I don't see why not. if you look I think its the MLB logo I think in the one corner its has the TM logo on it. granted I had a look but sometimes they have it there and other times not. But either way once it has that TM to it its a trade mark and that is what that company says is their logo for whatever they use it for. question for you though. the name that your looking to do have you checked to make sure its not already taken. Don't want you to go through a hoop and find out oh the name is already registered or copyrighted someplace else.


----------



## kimura-mma (Jul 26, 2008)

ThatGuyWhoPrints said:


> say I have my LLC for my screen printing business and i want to launch multiple clothing lines on the side to sell online. can/should i trademark my clothing line brand/logo/name? i know its a complete waste of time copyrighting my designs but can I at least keep my clothing line names/logos/brands safe?
> 
> if so should i just Trademark them or how does this work. it wouldn't make sense to get an LLC for the clothing lines. ive looked online but had no luck..


You don't need to register an LLC for the clothing brands. They can operate under the one LLC that you have for the screen printing business.

If you can afford to register the trademarks without sacrificing the funds you need for production and marketing, then it's a good idea.

To register a trademark, you can file an application at United States Patent and Trademark Office.


----------



## kimura-mma (Jul 26, 2008)

missswissinc said:


> if you look I think its the MLB logo I think in the one corner its has the TM logo on it. granted I had a look but sometimes they have it there and other times not. But either way once it has that TM to it its a trade mark and that is what that company says is their logo for whatever they use it for.

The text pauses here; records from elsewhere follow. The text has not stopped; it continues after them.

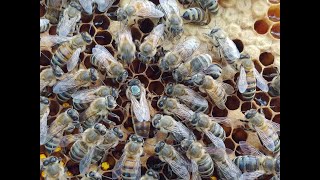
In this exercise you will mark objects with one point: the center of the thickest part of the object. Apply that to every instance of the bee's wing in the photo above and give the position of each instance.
(266, 140)
(44, 127)
(66, 140)
(230, 49)
(242, 82)
(86, 161)
(73, 61)
(147, 9)
(248, 149)
(261, 82)
(104, 5)
(86, 5)
(215, 140)
(85, 95)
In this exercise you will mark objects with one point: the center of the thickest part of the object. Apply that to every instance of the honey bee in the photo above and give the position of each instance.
(150, 175)
(180, 53)
(254, 160)
(274, 87)
(225, 45)
(218, 91)
(126, 47)
(66, 121)
(102, 5)
(139, 8)
(141, 120)
(171, 106)
(201, 162)
(44, 25)
(168, 154)
(192, 67)
(85, 144)
(92, 175)
(148, 48)
(48, 77)
(82, 98)
(266, 129)
(98, 110)
(68, 52)
(53, 168)
(174, 23)
(197, 16)
(167, 124)
(249, 78)
(210, 126)
(188, 96)
(82, 78)
(71, 15)
(129, 165)
(102, 59)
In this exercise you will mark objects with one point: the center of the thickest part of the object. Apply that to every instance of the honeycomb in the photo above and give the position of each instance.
(253, 25)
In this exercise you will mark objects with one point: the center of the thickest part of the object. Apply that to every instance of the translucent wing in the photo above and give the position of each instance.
(248, 149)
(147, 9)
(85, 95)
(73, 61)
(229, 48)
(86, 5)
(104, 5)
(261, 82)
(242, 82)
(44, 127)
(86, 161)
(66, 140)
(266, 140)
(215, 140)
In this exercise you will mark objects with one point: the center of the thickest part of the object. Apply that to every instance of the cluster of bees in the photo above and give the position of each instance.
(183, 109)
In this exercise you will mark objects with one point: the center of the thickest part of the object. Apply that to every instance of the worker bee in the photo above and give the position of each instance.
(92, 175)
(249, 78)
(167, 124)
(225, 45)
(274, 87)
(82, 98)
(266, 129)
(168, 154)
(68, 52)
(53, 168)
(141, 120)
(102, 59)
(44, 25)
(192, 67)
(66, 121)
(71, 83)
(201, 162)
(188, 96)
(139, 8)
(180, 53)
(129, 165)
(150, 175)
(71, 15)
(49, 76)
(98, 110)
(85, 144)
(102, 5)
(197, 16)
(171, 106)
(126, 47)
(148, 48)
(210, 126)
(217, 91)
(254, 160)
(174, 23)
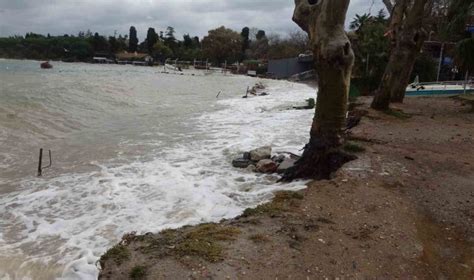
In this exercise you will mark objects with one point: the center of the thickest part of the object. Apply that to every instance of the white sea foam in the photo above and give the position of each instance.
(81, 215)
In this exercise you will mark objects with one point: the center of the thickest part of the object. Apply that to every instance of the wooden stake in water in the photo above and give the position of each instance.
(40, 169)
(40, 162)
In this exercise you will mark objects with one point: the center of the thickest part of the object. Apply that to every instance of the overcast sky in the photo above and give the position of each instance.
(195, 17)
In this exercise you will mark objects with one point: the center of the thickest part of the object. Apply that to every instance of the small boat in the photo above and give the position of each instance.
(439, 88)
(46, 65)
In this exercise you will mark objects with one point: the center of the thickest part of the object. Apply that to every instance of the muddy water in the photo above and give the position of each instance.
(133, 150)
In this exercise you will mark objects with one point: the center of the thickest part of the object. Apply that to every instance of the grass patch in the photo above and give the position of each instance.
(397, 114)
(118, 254)
(138, 272)
(352, 147)
(259, 238)
(205, 241)
(280, 203)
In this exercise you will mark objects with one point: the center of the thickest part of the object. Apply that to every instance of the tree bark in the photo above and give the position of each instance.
(334, 58)
(408, 35)
(388, 5)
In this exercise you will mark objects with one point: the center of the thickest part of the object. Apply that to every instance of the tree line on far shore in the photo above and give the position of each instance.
(220, 45)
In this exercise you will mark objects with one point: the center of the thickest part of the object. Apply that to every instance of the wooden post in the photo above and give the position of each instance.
(40, 162)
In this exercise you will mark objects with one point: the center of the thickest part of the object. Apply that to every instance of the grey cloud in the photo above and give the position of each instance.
(195, 17)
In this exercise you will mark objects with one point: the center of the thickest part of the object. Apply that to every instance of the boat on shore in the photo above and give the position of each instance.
(46, 65)
(439, 88)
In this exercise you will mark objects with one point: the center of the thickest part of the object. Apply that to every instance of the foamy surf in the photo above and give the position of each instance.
(67, 222)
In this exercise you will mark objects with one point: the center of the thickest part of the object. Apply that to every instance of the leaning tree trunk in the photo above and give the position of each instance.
(324, 22)
(408, 35)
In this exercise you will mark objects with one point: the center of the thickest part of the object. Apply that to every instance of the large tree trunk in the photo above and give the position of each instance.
(408, 35)
(334, 58)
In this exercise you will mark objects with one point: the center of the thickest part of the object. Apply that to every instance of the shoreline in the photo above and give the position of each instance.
(404, 208)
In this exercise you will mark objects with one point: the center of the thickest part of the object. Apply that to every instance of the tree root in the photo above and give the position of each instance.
(317, 164)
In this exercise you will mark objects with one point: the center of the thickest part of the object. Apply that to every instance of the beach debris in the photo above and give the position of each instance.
(311, 103)
(254, 90)
(267, 166)
(241, 163)
(261, 160)
(286, 164)
(261, 153)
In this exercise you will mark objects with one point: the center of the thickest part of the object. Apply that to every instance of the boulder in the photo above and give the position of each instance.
(266, 166)
(241, 163)
(261, 153)
(278, 158)
(286, 164)
(251, 168)
(247, 155)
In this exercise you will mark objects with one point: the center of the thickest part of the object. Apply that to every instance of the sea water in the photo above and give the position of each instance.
(133, 149)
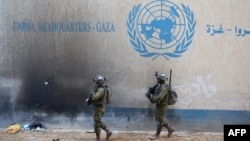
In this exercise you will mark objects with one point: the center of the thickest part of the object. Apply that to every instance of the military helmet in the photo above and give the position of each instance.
(160, 75)
(99, 79)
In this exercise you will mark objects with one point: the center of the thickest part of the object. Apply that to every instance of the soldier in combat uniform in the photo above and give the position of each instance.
(158, 95)
(99, 98)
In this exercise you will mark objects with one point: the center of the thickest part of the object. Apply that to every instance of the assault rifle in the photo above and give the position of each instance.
(89, 99)
(172, 97)
(170, 79)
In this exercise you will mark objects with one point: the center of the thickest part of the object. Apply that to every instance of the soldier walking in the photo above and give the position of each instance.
(159, 95)
(99, 98)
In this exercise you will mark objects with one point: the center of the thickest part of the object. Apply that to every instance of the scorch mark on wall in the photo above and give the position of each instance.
(201, 87)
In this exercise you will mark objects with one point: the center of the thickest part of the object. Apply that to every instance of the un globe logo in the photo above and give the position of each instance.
(161, 28)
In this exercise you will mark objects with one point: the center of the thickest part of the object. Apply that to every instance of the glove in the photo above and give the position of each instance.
(89, 100)
(149, 96)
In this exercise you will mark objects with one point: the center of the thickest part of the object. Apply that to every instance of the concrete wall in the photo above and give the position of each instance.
(51, 50)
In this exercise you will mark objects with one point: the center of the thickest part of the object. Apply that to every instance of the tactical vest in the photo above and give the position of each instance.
(105, 98)
(156, 91)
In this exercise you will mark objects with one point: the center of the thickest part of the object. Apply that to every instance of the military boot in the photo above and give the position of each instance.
(155, 136)
(98, 138)
(170, 129)
(108, 133)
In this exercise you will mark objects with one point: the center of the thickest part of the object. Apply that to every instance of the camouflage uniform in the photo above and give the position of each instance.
(99, 102)
(99, 98)
(159, 95)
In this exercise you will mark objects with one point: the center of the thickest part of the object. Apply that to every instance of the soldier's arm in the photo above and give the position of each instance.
(97, 95)
(162, 94)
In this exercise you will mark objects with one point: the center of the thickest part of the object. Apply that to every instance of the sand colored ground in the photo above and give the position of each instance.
(82, 135)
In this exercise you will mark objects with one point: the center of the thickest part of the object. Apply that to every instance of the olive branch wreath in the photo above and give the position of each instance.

The use of the ™ symbol is simply a public claim to the ownership of a mark. It holds no actual legal value and it is not indicative of a mark being federally registered as a trademark or that an application has even been filed. Anyone can use the ™ symbol at any time.

When a mark is federally registered as a trademark, the ® symbol can be used.


----------



## 20vK (Jul 9, 2011)

Yup - my screen printing company is incorporated. We take orders from anyone.

I also have a surfwear brand which my company prints. I actually ended up registering the trademark for the brand name and also the logo to myself, and then licensed my company to use it, since where I live, you have to have a local business partner who owns 60% of any company (crazy but true). I wasn't about to hand over 60% of my brand for free!

So what I've done is to protect my interests in the brand. Now if you own the company 100%, as is the case in almost every other country, you could just as easily register the trademarks to your company. Big multinational corporations release loads of different brand names- sprite, coca-cola, etc!

Richie


----------



## Viper Graphics (Mar 28, 2009)

For your reading pleasure, this may either help or totally confuse......... 
Trademark - Wikipedia, the free encyclopedia


----------